Les exportations d’armes tricolores se portent au mieux. La France est le cinquième pays vendeur d’armes au monde et l’un des principaux fournisseurs des émirats et dictatures du Moyen-Orient. Un état de fait qui suscite à peine le débat, alors que le Parlement est censé contrôler le respect d’un minimum de critères encadrant ces exportations sensibles.

Pire, le gouvernement français se féliciterait presque du regain des « tensions internationales », qui dynamise le complexe militaro-industriel. La France n’est pas une exception en Europe où plusieurs fabricants d’armes sont sous le feu des critiques, comme en Allemagne qui, malgré l’austérité, a allègrement vendu ses équipements à la Grèce. Un premier Traité international sur le commerce des armes doit cependant entrer en vigueur sous l’égide de l’Onu. Enquête et cartes interactives.

Un secteur ne connaît pas la crise : celui des exportations d’armes de guerre. Avec plus de huit milliards d’euros de commandes en 2014, l’industrie française de l’armement a réalisé l’année dernière le résultat « le meilleur jamais enregistré », se félicite le gouvernement [1].

Blindés, missiles, frégates, avions et hélicoptères de combat de fabrication tricolore se vendent bien et un peu partout : en Europe, en Asie, dans les pays du Golfe, et quelle que soit la nature des régimes en place. (...)

« Les tensions internationales poussent de nombreux États à renforcer leurs capacités militaires, en particulier dans les zones les plus instables (Moyen-Orient) ou les espaces sur lesquels la souveraineté est disputée (mer de Chine), et des contrats importants ont été conclus en 2014. Dans cet environnement incertain, la France est parvenue à augmenter de façon très nette ses exportations de défense », se félicite le gouvernement dans son dernier rapport au Parlement sur les exports d’armes, rendu public le 2 juin. (...)

Des critères de prudence bafouées

La position commune des pays de l’UE, adoptée en 2008, soumet aussi les autorisations à des critères comme le respect par le pays destinataire des droits de l’homme et du droit humanitaire international, la situation interne dans le pays de destination, la préservation de la paix, de la sécurité et de la stabilité régionale, l’attitude du pays acheteur envers le terrorisme, l’existence d’un risque de détournement du matériel et la compatibilité des exportations d’armes avec la capacité économique du pays bénéficiaire.

L’interprétation de ces critères est laissée à la liberté des États exportateurs.
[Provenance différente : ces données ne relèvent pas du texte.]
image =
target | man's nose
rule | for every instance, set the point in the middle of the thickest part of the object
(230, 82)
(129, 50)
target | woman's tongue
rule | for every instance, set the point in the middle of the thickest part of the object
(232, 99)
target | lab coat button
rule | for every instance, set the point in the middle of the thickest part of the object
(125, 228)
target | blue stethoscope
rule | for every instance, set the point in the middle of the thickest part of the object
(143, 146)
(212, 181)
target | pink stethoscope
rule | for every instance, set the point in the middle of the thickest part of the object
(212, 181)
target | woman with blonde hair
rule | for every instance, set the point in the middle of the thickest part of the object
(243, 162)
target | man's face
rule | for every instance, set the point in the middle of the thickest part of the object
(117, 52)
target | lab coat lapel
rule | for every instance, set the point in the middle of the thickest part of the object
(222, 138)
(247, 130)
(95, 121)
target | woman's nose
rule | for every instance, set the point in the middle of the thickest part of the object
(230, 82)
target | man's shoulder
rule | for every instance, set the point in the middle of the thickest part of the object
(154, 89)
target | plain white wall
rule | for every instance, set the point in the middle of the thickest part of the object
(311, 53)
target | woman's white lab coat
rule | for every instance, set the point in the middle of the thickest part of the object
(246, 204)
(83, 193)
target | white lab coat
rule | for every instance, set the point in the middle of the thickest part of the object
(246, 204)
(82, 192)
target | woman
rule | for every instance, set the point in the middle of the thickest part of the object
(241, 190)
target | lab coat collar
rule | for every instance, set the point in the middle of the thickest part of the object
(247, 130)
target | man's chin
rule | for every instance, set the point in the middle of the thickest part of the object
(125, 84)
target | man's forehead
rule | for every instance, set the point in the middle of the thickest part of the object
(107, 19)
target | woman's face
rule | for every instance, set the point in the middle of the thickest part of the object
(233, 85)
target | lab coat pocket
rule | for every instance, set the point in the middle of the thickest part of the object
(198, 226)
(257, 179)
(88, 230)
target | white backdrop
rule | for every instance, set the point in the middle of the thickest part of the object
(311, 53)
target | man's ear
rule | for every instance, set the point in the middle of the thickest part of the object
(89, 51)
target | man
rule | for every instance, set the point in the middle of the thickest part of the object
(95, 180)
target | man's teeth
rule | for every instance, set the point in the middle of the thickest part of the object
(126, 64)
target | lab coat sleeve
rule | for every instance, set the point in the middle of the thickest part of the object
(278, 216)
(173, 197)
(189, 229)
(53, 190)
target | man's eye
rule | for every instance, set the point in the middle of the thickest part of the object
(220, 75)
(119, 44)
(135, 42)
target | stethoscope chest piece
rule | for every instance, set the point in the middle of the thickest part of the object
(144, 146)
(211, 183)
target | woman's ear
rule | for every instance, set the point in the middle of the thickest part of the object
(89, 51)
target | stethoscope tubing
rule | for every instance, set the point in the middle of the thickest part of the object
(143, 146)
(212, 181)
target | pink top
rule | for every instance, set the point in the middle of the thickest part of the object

Manifestement, la majorité d’entre eux jugent qu’ils ne concernent pas l’Arabie Saoudite (avec la France, le Royaume Uni, l’Allemagne et l’Espagne sont de gros fournisseurs d’armes au royaume saoudien), ni Israël. La France semble estimer que ces règles sont compatibles avec la vente d’avions de combat à l’Égypte du président Al Sissi. La position commune stipule pourtant que les États « refusent l’autorisation d’exportation s’il existe un risque manifeste que la technologie ou les équipements militaires dont l’exportation est envisagée servent à la répression interne » (voir notre article). (...)

Un nouveau traité pour « limiter la corruption »
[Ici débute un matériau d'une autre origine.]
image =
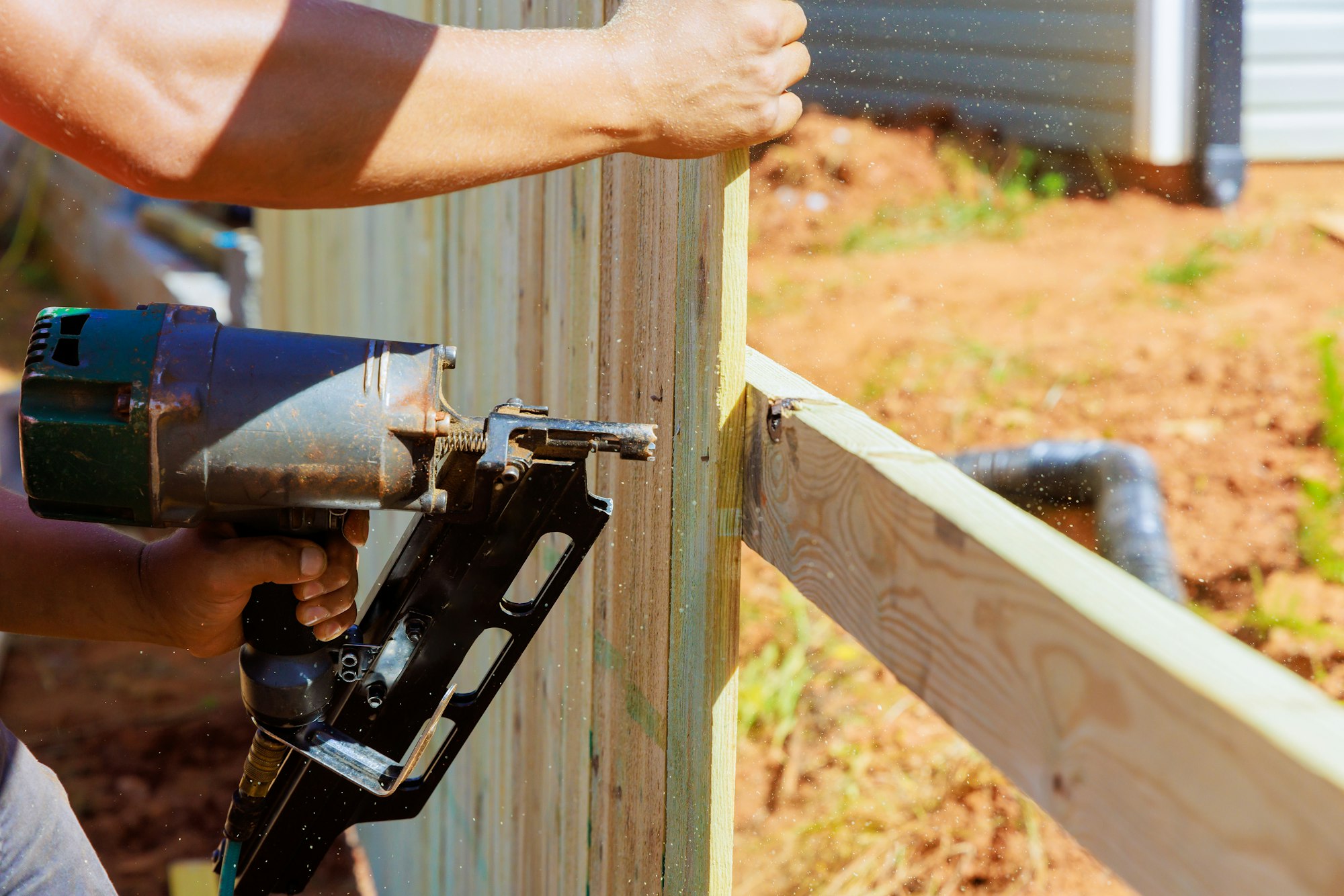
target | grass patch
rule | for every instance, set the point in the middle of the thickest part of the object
(865, 791)
(1319, 514)
(982, 205)
(1187, 272)
(1202, 261)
Les régulations existantes en Europe semblent totalement inefficaces. Le commerce global des armements a d’ailleurs encore augmenté ces dernières années. Le nouveau traité international, en vigueur depuis décembre, va-t-il y changer quelque chose [7] ? « Ce traité est une grande avancée au plan universel », estime Aymeric Elluin, chargé de campagne à Amnesty France. C’est le premier traité international visant à réglementer les transferts d’armes classiques : chars, blindés, hélicoptères et avions de combat, navires de guerre, missiles, systèmes d’artillerie, armes légères… Il vise à obliger les États à évaluer les risques des ventes d’armes avant d’en autoriser l’exportation.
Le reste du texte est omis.